Eröffnungsspiel kann kommen
Innenstädte für Fan-Parties bestens gerüstet

In vier Tagen fällt mit dem Eröffnungsspiel zwischen Deutschland und Costa Rica der Startschuss zur WM 2006. In den Innenstädten könnten die Fan-Feste sofort starten. Alle Veranstalter sind bestens vorbereitet.

Die Fan-Parties in den deutschen Innenstädten während der WM 2006 (9. Juni - 9. Juli) können beginnen. Nicht nur auf der Berliner Fanmeile zwischen Brandenburger Tor und Siegessäule regiert bereits König Fußball, in Frankfurt ist die schwimmende Großbildleinwand auf dem Main hergerichtet, und auch der Rest der Republik ist für die knapp einmonatige Open-Air-Party bestens gerüstet.

Wenn am Freitag in München das WM-Eröffnungsspiel zwischen Deutschland und Costa Rica angepfiffen wird, fiebern landauf, landab hunderttausende Anhänger vor Großbildleinwänden mit. In rund 400 Großstädten sind Fan-Feste geplant, das sogenannte Public Viewing soll bei der wohl größten Fußball-Feier aller Zeiten bis zu 15 Mill. Besucher und damit viermal so viel wie in den Stadien in den Bann ziehen.

Das größte Fest steigt in Berlin. Auf der Straße des 17. Juni werden auf rund 2,5 Kilometern bis zu sieben Großbildleinwänden mehr als 100 000 Fans das kollektive Fußball-Erlebnis ermöglichen. Rund fünf Mill. Euro, soviel wie keine andere Stadt, hat sich die Metropole das Fan-Fest kosten lassen, der Großteil ist durch Sponsoren abgedeckt.
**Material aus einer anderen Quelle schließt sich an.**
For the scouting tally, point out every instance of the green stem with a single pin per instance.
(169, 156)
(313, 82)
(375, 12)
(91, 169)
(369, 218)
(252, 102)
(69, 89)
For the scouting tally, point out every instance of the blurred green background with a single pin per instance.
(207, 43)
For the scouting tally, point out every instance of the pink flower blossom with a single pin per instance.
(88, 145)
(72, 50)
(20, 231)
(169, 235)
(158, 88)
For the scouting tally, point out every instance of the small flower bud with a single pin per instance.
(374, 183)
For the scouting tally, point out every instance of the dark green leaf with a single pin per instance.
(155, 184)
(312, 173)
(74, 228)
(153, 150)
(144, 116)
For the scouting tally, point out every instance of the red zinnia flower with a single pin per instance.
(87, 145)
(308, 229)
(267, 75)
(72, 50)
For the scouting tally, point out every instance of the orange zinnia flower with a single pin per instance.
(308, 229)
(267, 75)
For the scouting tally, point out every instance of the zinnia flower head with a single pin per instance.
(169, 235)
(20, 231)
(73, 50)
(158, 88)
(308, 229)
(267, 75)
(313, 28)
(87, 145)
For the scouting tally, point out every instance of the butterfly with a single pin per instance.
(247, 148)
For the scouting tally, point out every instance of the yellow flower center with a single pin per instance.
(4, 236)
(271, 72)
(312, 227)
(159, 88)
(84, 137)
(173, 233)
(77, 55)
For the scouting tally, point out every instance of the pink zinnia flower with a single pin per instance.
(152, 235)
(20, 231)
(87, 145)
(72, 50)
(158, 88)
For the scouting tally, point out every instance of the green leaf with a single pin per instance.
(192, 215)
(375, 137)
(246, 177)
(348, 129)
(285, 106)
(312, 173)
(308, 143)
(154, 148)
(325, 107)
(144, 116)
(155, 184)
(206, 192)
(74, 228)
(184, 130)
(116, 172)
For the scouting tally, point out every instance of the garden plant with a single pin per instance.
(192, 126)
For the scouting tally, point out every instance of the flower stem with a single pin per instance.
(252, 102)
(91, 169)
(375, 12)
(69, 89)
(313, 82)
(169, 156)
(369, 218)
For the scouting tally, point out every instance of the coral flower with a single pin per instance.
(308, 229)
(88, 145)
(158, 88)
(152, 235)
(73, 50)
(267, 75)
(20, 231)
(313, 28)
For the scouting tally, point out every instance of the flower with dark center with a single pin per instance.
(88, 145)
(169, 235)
Berlin startet Fan-Fest bereits am Mittwoch

Bereits am Mittwoch erfolgt in der Hauptstadt der Startschuss. Mit musikalischen Acts von der Hermes House Band, Boss Hoss, Nelly Furtado, den Simple Minds, Sportfreunde Stiller, Ronan Keating und Andrea Bocelli sowie mit den Fußball-Idolen Pele oder Bobby Charlton sollen die Anhänger auf die WM eingestimmt werden.

Konzerte von Topstars wie den Red Hot Chili Peppers, Status Quo, Tokio Hotel oder den Scorpions bilden auch in den anderen WM-Städten ein buntes Rahmenprogramm. In München, wo die Party im Olympiapark steigt, wird die WM mit dem Klassik-Open-Air "3 Orchester und Stars" mit Placido Domingo im Olympiastadion sowie den Söhnen Mannheims eingeläutet.

Auf durchschnittlich 2,5 Mill. Euro in WM-Städten und rund 500 000 Euro in den deutschen Großstädten mit mehr als 100 000 Einwohnern belaufen sich nach einer Studie der Uni Hohenheim die Kosten. Nur ein Viertel der Kosten wird im Schnitt durch Sponsoren gedeckt. Ticket-Einnahmen haben die Veranstalter nicht, der Eintritt ist kostenlos. Eine Grundvoraussetzung des Rechteinhabers Infront, der für die Übertragung auf Großbildleinwänden kein Geld verlangte.

"Da die Tickets für die Stadien bei weitem nicht für alle Fans ausreichen, haben wir so eine hervorragende Lösung gefunden", sagt OK-Präsident Franz Beckenbauer, und Vizechef Wolfgang Niersbach ergänzt: "Die Fifa hat ihre Marketing-Regeln so großzügig ausgelegt, wie es großzügiger gar nicht geht."